Ben, insan olarak, kendim için uzamda ve zamanda bir duyu nesnesiyim; aynı zamanda da bir anlam nesnesi -bir kişiyim: dolayısıyla hak sahibi bir ahlak varlığıyım.

En yüce varlık: herşeyi bilen. Herşey için iyilik isteyen.

Dünyayı bilmek isteyen, onu önce kurmak zorundadır, hem de kendi içinde.

Tanrı kutsal olandır, ama kutsal bir varlık yapamaz.

Bütün bilginin en son amacı en yüce kılgısal akılda kendi kendini tanımaktır.

İnsanın yalnızca düşünmesi değil; kendi kendine, düşünüyorum, diyebilmesidir, onu bir kişi kılan.

Felsefe, insan için herzaman tamamlanmadan kalan bilgeliğe ulaşma çabasıdır.

Felsefe, aklın kendisine verdiği, kendi kendini kuramsal ve kılgısal bakımdan nesne kılma görevidir.

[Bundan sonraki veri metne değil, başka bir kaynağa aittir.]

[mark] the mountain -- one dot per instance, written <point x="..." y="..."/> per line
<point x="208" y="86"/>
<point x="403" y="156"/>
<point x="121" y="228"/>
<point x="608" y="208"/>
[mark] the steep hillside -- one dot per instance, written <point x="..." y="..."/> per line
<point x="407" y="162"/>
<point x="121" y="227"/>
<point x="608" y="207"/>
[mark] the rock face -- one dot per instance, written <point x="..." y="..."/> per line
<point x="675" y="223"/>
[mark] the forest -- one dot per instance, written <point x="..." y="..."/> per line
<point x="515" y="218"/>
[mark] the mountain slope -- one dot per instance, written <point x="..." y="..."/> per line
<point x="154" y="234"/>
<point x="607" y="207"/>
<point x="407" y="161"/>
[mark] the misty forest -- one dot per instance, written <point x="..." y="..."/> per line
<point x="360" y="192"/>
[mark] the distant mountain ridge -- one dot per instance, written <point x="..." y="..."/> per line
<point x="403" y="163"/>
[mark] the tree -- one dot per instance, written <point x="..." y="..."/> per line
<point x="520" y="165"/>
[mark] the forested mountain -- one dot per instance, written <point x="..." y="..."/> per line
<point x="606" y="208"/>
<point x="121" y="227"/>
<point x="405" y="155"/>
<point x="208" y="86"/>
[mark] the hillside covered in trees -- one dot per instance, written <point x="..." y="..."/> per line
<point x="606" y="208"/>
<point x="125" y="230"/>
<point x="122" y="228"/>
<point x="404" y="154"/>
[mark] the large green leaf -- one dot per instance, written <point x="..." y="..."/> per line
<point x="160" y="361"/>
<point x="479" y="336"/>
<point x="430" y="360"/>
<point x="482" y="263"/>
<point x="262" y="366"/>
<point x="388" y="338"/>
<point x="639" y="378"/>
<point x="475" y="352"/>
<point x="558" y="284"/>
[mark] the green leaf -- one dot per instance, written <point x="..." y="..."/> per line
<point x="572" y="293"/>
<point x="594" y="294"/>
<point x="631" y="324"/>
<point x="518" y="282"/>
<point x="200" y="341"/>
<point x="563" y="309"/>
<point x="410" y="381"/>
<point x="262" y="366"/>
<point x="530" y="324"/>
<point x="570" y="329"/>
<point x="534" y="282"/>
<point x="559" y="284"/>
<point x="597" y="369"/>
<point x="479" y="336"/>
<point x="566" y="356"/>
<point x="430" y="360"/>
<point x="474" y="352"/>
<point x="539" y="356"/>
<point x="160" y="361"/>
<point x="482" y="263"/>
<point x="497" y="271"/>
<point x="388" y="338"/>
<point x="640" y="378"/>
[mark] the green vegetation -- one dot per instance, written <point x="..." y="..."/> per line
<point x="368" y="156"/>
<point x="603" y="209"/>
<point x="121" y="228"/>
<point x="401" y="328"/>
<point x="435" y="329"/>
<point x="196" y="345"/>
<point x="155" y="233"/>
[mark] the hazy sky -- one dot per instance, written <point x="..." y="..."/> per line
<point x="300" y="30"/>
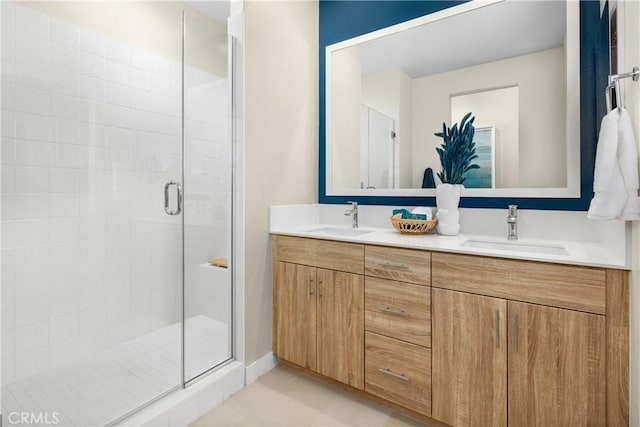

Doğa insana zorbaca davranır. İnsanlar birbirlerini kurtlar gibi parçalarlar. Bitkiler ve hayvanlar birbirlerinin üstünde gelişip birbirlerini boğarlar. Doğa onların gereksediği bakıma ve özene aldırmaz. Savaşlar uzun sürmüş sanat eylemlerinin kurduklarını ve koruduklarını parçalar.

Akıl, kaçınılmazca, nesneler yaratır kendi kendisine. Bu yüzden her düşünenin bir tanrısı vardır.

Özne kendi dışında etkindir.

Felsefeyi felsefe yapma işi olarak değil, tamamlanmış bir bütün olarak ortaya koymak. Kimseye aşkın filozof denemez.

Doğa eder (agit). İnsan eyler (facit). Amacın bilinciyle etkinlikte bulunan akıl sahibi özne, işler (operatur). Duyuya gelmeyen zihinsel neden, kılar (dirigit).

Madde dünya uzamının heryerindedir. Cisimler ayrı ayrı dururlar.

Birşeyi yapmalıysam, yapabilecek durumdayım demektir; üzerime kaçınılmazsa düşen, kurma olanaklarımın da içinde olmalıdır.

Kişi, özgürlük ilkelerine göre kendi kendini belirleyen varlıktır. Özerklik. Özgürlük ise kendi başına varlığın özelliğidir.

Nereden geliyor bana bu fikirler dizisi? Varlıkların bütünlüğü akla a priori verilmiş bir kavramdır; benim kendi bilincimden kaynaklanır. Düşünmemin nesnelerini elde edip onları kavrayabilmeliyim, yoksa kendimin bilincinde olamam (cogito, sum: burada ergo demeye gerek yok). Bu autonomia rationis purae’dır; çünkü bu olmasaydı, verilmiş bir görü konusunda bile, düşünceden yoksun kalırdım; varolduğumu bilmeden, bir hayvan gibi varolurdum.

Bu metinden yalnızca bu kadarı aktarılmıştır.